She includes in the book an incident where she missed something on a chest x-ray. It must have been nerve-wracking to write about when she first included it in a Secret Doctor blog post.
“It is still in numbers their most read blog. So it’s … I’m not going to say vindicated but there’s a need for that kind of discussion and people clearly had an interest or it struck a chord with them.”
She has never worked with the HSE, and describes the NHS as something that’s very much woven into national identity in the UK. “You have this service that’s free at the point of care, and people are very proud of it. It’s a very emotive topic,” she says, noting that “it doesn’t matter how angry the media is with the NHS at a given point, patients that I see behave the same. Most of them they are grateful, they’re frightened, they’re scared – they are just people, they are separate from political issues.”
Speaking of political issues, the big one for NHS workers and Irish emigrants like Abbey is Brexit. “If I wasn’t from Ireland I would have a huge amount of uncertainty and I’d be very worried,” she says. “You don’t really know what’s going on. You take so much for granted.”

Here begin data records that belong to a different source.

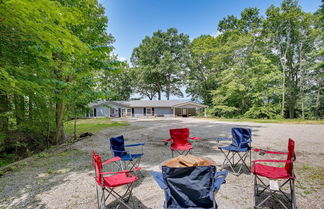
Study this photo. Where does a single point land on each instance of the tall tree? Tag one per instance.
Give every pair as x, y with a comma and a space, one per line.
161, 61
50, 51
291, 35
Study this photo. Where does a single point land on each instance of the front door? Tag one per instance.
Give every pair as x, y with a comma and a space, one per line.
184, 112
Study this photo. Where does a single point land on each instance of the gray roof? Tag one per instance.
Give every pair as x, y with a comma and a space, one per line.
148, 103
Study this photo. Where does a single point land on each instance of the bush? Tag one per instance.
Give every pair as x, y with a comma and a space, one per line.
267, 111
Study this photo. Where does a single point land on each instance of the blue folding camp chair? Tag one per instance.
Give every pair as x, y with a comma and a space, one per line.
190, 187
240, 147
128, 160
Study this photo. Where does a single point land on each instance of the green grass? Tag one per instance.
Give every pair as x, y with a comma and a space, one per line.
282, 121
93, 125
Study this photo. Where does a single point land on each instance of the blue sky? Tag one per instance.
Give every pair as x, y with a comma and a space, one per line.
131, 20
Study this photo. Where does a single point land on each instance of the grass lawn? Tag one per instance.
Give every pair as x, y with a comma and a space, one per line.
285, 121
93, 125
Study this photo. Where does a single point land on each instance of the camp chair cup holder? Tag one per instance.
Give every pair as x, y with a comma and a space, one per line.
129, 160
283, 175
239, 151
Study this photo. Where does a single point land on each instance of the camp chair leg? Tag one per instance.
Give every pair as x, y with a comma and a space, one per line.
291, 200
230, 161
293, 194
98, 202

But it’s not something that she lets take over her work. “I think you just learn to be very focused on what you’re doing. You have to let things in in the moment or else you’re not human, and you can’t engage with someone who’s being very emotional with you with a wall in front of you, because it’s not human and it’s not very nice for them either.”
She has learned to talk to her colleagues and friends about things that affect her, and not keep it bottled up. This is her eighth year in training, and in August 2020 she’ll be able to pursue a consultant job.
In the book she details very tender and emotional moments, such as when a dying man asks her to lift his head up so he can talk to her properly. It’s those intimate moments that leave an impact on her.
“There’s things you get exposed to but I guess in the moment it’s so much about what that person is feeling, you do feel a little bit humbled by the fact that you’re able to give them anything,” she says.
Because they’re going through something that is horrible. And you put it aside until you get home, or until you close the door of the room.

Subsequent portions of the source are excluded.